Thailand: Oil price increase hurting manufacturers, poll reveals
The global oil price surge is affecting the industrial sector as large numbers of factory operators have already borne the brunt, according to a recent poll conducted by the Federation of Thai Industries (FTI).
Up to 49.3% of 150 executives in 45 industries told the pollster the manufacturing sector encountered moderate impact from the increasing oil prices, said Wirat Uanarumit, vice-chairman of the FTI.
Some 38% said the sector bore a “considerable impact” while only 12% said the impact was small.
According to the findings, the respondents said the most noticeable impact was seen in the rise in the prices of goods and services (88%), followed by more expenses in transportation and logistics (84%) and a higher inflation rate, which will dampen people’s purchasing power (34%).
A lack of raw materials exported by China due to the energy shortage in the country came fourth with 25.3%.

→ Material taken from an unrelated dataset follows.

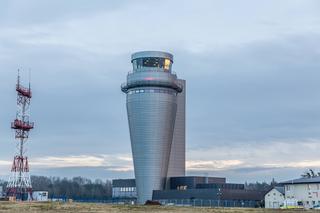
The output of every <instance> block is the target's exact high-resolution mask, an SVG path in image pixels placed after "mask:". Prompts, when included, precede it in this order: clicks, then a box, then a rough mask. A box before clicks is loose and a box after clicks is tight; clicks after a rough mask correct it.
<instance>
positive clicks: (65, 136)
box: [0, 0, 320, 182]
mask: <svg viewBox="0 0 320 213" xmlns="http://www.w3.org/2000/svg"><path fill="white" fill-rule="evenodd" d="M319 11H320V2H319V1H317V0H314V1H312V0H282V1H279V0H265V1H256V0H241V1H239V0H233V1H232V0H223V1H222V0H220V1H214V0H194V1H187V0H180V1H177V0H176V1H172V0H162V1H147V0H136V1H129V0H124V1H121V0H118V1H105V0H100V1H99V0H91V1H85V0H69V1H63V0H55V1H49V0H28V1H18V0H2V1H0V97H1V99H0V103H1V110H0V176H1V177H3V178H7V177H8V175H9V171H10V167H11V162H12V159H13V155H14V153H15V141H14V134H13V131H12V130H11V129H10V122H11V121H12V120H13V119H14V117H15V111H16V93H15V83H16V74H17V69H18V68H20V69H21V70H22V71H23V72H22V76H23V78H24V80H25V83H27V79H28V70H29V69H31V71H32V77H31V79H32V88H33V92H34V97H33V99H32V106H31V115H32V120H34V121H35V122H36V128H35V129H34V130H33V131H32V133H31V136H30V140H29V142H28V144H27V148H28V150H27V155H28V156H29V158H30V166H31V174H32V175H51V176H61V177H72V176H85V177H89V178H93V179H94V178H103V179H106V178H108V179H110V178H126V177H128V178H130V177H133V166H132V157H131V147H130V139H129V130H128V123H127V115H126V108H125V95H124V94H122V93H121V91H120V84H121V83H122V82H124V81H125V78H126V74H127V72H128V71H130V70H131V64H130V55H131V54H132V53H133V52H135V51H141V50H162V51H168V52H171V53H172V54H174V64H173V69H174V71H175V72H176V73H177V75H178V77H179V78H183V79H186V81H187V170H188V174H192V175H210V176H226V177H227V179H228V180H229V181H231V182H236V181H238V182H244V181H255V180H257V181H271V179H272V178H273V177H274V178H275V179H276V180H278V181H282V180H287V179H293V178H297V177H298V176H299V175H300V174H301V173H302V172H303V171H305V170H306V169H307V168H315V169H316V170H320V157H319V150H320V83H319V81H320V60H319V59H320V13H319Z"/></svg>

The respondents were also asked to suggest measures which the state could implement to relieve the impact of the oil price surge, said Mr Wirat.
They want authorities to put a cap on electricity prices until the end of this year (66%), followed by an adjustment of the energy price structure for temporary use lasting 3-6 months (56.7%), and use of money from the oil fund or the state budget to curb energy prices (54%).
A controversial proposal to reduce excise and value-added taxes on oil and gas came fourth with 53.3%, according to the findings.
The executives also suggested long-term plans to relieve the impact of energy price fluctuations in the future.
They want the state to promote renewable energy to reduce dependence on fossil fuel (74.7%), followed by campaigns for saving energy, more use of technology to increase production efficiency (72.7%), and fair energy prices (64%).